By leaps and bounds, voice-recognition software has improved. But is it good enough for the legal field?
Odds are, you’ve probably noticed your iPhone isn’t half bad at taking verbal orders. Despite the occasional gaffe, Siri dictates messages and notes fairly well, and your commands appear on the screen with relative accuracy.
But just like Siri’s dictation skills, the voice-recognition software for transcribing audio files into written, digital documents is far from perfect. And while the results may satisfy some fields, law is certainly not one of them.
Why Automated Transcription Falls Short for Law
Inaccurate legal transcription can be costly. At worse, it can be damaging to a law firm’s reputation. Attorneys cannot afford to base their cases on misunderstandings and software typos, big or small. And this is where the human transcriptionist takes the lead with a not-so-secret weapon. Thousands of years in the making, the human brain is designed to transcribe accurately in ways our machine counterparts, well, can’t. Here are some scenarios.
Software struggles with accents and regional dialects.
Although Americans across the country pronounce words differently, we all have a remarkable ability to understand their meaning: Idaho children draw with “cray-awns” while their Rhode Island peers use “crans.” Californians like sandwiches with “may-uh-naze” while Georgians call it “man-aze.”
People are often amused at differences in speech but rarely do they become confused by meaning. The same, however, cannot be said for software, which is easily thrown off by unfamiliar inflections and emphases.
Software often misses punctuation.
Speech-recognition technology often struggles to differentiate between commas, colons and other punctuation. At best, this is sloppy transcription. At worst, it can fundamentally alter the meaning of what was said.
The man, who seemed nervous, was most likely the suspect.
The man who seemed nervous was most likely the suspect.
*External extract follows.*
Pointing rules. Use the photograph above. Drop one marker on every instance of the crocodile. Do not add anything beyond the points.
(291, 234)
The difference is slight but notice the effect. In the first sentence, it is clear the subject is a single person. In the second, perhaps there were multiple men and the most nervous was the suspect? Missed punctuation is a clarity killer.
Mumbling and indistinct speech is hard for AI to detect.
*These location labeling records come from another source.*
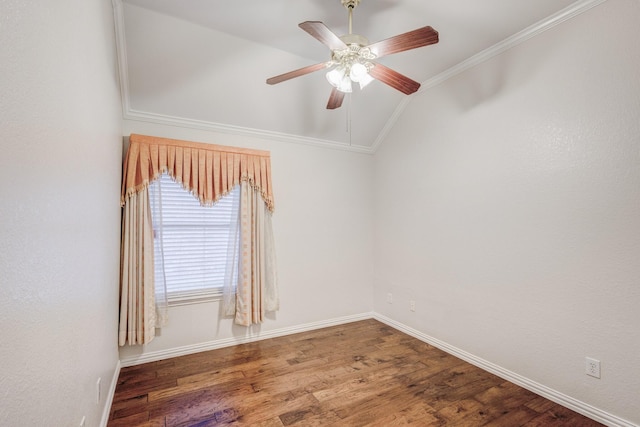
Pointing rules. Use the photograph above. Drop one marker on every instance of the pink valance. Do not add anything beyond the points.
(208, 171)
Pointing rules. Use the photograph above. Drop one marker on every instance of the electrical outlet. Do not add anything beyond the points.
(592, 367)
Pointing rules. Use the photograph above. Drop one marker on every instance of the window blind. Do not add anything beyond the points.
(191, 240)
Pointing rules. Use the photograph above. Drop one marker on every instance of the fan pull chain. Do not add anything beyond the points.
(349, 125)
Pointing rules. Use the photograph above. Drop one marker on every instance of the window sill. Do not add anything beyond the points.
(193, 297)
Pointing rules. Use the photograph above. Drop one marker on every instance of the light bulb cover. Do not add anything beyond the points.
(345, 85)
(358, 71)
(335, 76)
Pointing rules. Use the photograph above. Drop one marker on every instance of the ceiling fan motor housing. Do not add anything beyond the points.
(350, 4)
(350, 39)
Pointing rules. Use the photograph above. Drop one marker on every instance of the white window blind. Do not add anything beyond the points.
(191, 240)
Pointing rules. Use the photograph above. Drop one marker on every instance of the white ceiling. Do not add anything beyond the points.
(203, 63)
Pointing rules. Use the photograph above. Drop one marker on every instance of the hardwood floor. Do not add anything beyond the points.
(359, 374)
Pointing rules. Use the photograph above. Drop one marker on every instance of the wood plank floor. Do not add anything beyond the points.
(359, 374)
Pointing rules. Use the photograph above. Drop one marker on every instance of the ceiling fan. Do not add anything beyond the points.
(352, 58)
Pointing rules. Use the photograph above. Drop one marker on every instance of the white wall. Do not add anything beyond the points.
(59, 211)
(509, 210)
(323, 229)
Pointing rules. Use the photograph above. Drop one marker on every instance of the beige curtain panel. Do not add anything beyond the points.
(209, 172)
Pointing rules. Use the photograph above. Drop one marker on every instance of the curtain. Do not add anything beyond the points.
(139, 314)
(257, 289)
(209, 172)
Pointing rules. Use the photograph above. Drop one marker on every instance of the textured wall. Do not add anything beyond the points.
(510, 210)
(59, 212)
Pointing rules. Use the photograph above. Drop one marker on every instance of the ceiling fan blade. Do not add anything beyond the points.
(320, 31)
(394, 79)
(417, 38)
(296, 73)
(335, 99)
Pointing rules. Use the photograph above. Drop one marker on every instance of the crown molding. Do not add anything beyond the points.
(144, 116)
(565, 14)
(128, 113)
Humans are experts at deciphering indistinct speech. Particularly during police interviews and depositions, when individuals are likely to be quite nervous, fast-talking and stumbling over words is common. Software struggles to detect and accurately represent this indistinct speech, especially when the subject is whispering or speaking softly.
Machines cannot distinguish between homophones.
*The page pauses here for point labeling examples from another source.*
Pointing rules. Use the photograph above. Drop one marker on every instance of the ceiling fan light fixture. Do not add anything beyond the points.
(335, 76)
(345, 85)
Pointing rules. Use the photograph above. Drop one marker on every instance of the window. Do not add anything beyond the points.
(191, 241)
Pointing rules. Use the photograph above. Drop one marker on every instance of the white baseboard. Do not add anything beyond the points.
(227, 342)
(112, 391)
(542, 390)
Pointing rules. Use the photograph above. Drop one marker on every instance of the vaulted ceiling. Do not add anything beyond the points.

Homophones are words that sound the same with different meanings: write vs. right, accept vs. except, by vs. buy. Using the wrong homophone grammatically often has a humorous effect; in a legal situation, the effect can be disastrous. A diamond-heist thief swipes a carat — not a carrot.
Poor recording quality is often a reality with transcription. But ambient noises and background chatter are not something software is great at sifting through. If a human listens carefully, however, these challenges are overcome with relative ease.
Software struggles to differentiate multiple speakers.
Perhaps speech-recognition software’s biggest downside for legal transcription is detecting multiple speakers. Humans can readily distinguish between speakers in a group even if they sound similar. But a machine, given an audio file, will struggle to pick between two people (and the more speakers you add, the harder it becomes).
Is voice-to-speech software right for you?
If your field is law, medicine or another technical trade, the answer is a resounding no. Automated transcription risks compromising essential documents that attorneys use to build cases, outweighing any convenience they might provide.